Poiché richiede indubbie capacità auto-organizzative, buona conoscenza di almeno una lingua straniera e quella che lei definisce “capacità di lasciar andare”. Il non permettere che eventi o persone, per quanto coinvolgenti, modifichino il nostro percorso.
Spingersi un pelino più in là del sano egoismo, diciamo così.
Naturalmente, come in tutte le manifestazioni umane, anche in questa esiste un’ampia gamma di sfumature, come testimoniato dai molti resoconti disponibili in rete.
L’unico dato certo è che si tratta di un fenomeno in costante aumento, che potrebbe interessare, da qui alle prossime decadi, quasi un ottavo della popolazione mondiale.
In realtà credo che, con il prevedibile ulteriore sviluppo dei mezzi di comunicazione e delle tecnologie legate al trasporto, queste percentuali andranno riviste al rialzo.
Andremo dunque incontro a una schizofrenica divisione dell’umanità, con una componente tenacemente stanziale e una che cambia continente con la stessa disinvoltura con cui si cambiano i calzini?
Difficile prevedere un futuro in continuo movimento, come dicevano Eraclito e il maestro Yoda, ma personalmente ritengo di no.
Più probabile invece che questo tipo di scelta investa l’intera popolazione in maniera trasversale, diversificandosi per fasce d’età, più che per tipologia caratteriale.

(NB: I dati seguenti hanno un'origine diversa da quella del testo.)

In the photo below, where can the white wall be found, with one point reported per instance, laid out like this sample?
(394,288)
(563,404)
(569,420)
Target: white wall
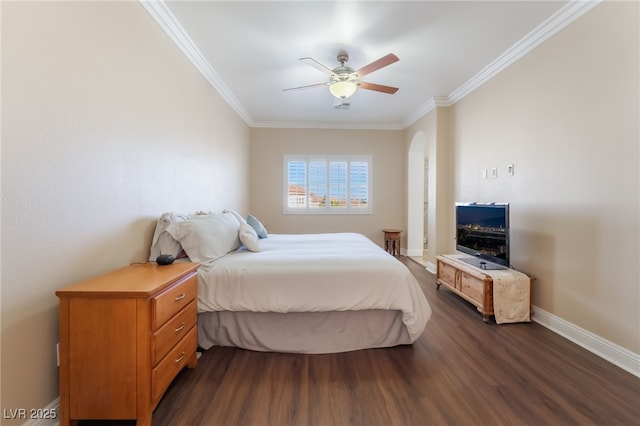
(566,116)
(105,125)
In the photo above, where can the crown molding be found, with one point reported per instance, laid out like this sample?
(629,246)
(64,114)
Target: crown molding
(558,21)
(325,125)
(167,21)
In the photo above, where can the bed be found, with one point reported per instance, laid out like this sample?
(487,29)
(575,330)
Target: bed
(306,293)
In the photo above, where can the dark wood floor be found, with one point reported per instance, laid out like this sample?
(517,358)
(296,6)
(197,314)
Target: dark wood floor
(461,371)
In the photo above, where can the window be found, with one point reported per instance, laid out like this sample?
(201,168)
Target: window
(327,184)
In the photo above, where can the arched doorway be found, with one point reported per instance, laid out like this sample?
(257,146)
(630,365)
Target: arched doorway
(416,195)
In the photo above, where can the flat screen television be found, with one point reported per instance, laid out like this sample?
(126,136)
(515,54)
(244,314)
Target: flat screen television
(482,230)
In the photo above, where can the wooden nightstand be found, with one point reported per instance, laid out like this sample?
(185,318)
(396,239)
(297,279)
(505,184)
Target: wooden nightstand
(124,336)
(392,241)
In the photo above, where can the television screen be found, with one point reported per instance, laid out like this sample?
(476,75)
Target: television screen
(482,230)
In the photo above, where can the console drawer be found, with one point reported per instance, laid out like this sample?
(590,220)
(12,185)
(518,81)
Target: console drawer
(174,330)
(171,301)
(472,287)
(447,273)
(170,365)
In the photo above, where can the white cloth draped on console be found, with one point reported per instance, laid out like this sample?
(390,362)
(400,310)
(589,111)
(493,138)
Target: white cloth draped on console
(511,295)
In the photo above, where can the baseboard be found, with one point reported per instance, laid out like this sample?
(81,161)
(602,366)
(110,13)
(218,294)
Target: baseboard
(609,351)
(605,349)
(51,410)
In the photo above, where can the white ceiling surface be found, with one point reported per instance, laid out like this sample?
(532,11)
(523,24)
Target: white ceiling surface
(251,51)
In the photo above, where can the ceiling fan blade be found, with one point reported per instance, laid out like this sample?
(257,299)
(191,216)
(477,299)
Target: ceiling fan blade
(378,87)
(376,65)
(317,65)
(306,87)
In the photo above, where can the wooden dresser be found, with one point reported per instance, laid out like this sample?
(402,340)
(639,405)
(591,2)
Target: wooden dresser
(124,336)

Una gioventù nomade che, dopo aver accumulato una mole di esperienze inimmaginabile per le precedenti generazioni, raggiunta una certa età, deciderà di tornare a casa o sceglierà un posto in cui finalmente fermarsi, per motivi prevalentemente fisici o psicologici.

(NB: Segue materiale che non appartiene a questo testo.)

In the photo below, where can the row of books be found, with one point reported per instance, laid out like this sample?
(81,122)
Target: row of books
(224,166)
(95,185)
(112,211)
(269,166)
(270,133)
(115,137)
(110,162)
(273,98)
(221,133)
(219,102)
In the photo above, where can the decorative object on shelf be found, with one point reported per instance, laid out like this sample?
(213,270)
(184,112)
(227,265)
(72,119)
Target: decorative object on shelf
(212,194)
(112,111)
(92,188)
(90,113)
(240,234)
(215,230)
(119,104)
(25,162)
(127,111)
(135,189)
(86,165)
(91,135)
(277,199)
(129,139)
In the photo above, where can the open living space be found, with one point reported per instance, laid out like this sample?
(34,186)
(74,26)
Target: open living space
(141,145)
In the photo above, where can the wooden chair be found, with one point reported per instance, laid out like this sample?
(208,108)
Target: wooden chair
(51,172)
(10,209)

Comunque, a prescindere da come andranno le cose, c’è un aspetto che non andrebbe sottovalutato.

Questo fenomeno offre già da ora concrete opportunità di sviluppo economico. Penso per esempio ai tantissimi paesini italiani, la cui esistenza è minacciata dallo svuotamento demografico e che, in termini di bellezze naturali, artistiche e storiche, non avrebbero niente da invidiare alle località più esotiche.
Perché il nomade digitale, ovviamente, i soldi guadagnati li spende nel posto in cui vive. Pagando l’alloggio, facendo la spesa tutti i giorni, comprando accessori e usufruendo dei servizi.

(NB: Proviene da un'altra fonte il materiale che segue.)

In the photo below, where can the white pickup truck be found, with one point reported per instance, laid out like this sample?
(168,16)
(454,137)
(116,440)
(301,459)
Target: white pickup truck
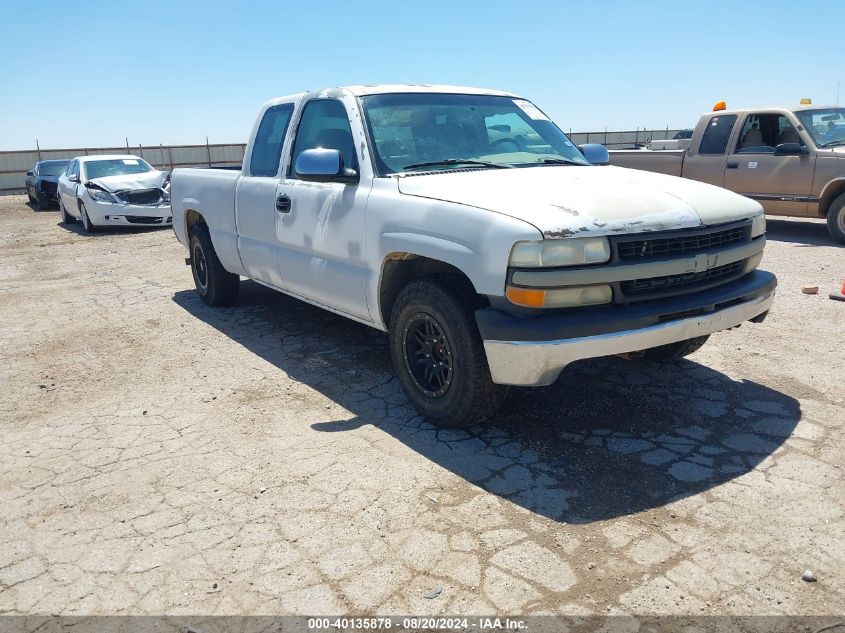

Una sfida che richiede imprenditori anche piccoli, ma lungimiranti e amministrazioni comunali illuminate, che sappiano garantire determinati standard e promuovere efficacemente il proprio territorio nei vari siti e blog frequentati dai nomads. Offrendo magari facilitazioni di qualche tipo, per essere competitivi con località in cui il costo della vita è decisamente più basso.
Siamo un paese in crisi, che ha da offrire tante cose, fuorché il lavoro per propri cittadini. Perciò una simile opportunità non andrebbe scartata, con la frettolosa supponenza che certa classe politica e imprenditoriale manifesta tradizionalmente verso tutte le iniziative che non contemplano appalti a molte cifre.

Attrezzare un paesino con un collegamento internet efficiente e uno spazio lavorativo comune costerebbe molto meno, in termini sia di denaro che di impatto ambientale, dei tanti, troppi ecomostri che hanno infestato la nostra penisola, per rimanere poi in vari stadi di sequestro o demolizione.
Mentre le ricadute, non solo economiche, ma anche umane, sociali, culturali, sarebbero incalcolabili.
In definitiva, il nomadismo digitale potrebbe rivelarsi una risorsa per tutti, nomadi e stanziali.

D’altronde Gunter Grass, qualche anno fa, parlando dei Rom disse che erano gli unici a potersi definire davvero europei, vivendo ovunque come a casa propria.
E allora chi, meglio dei digital nomads, potrebbe davvero definirsi cittadino del mondo?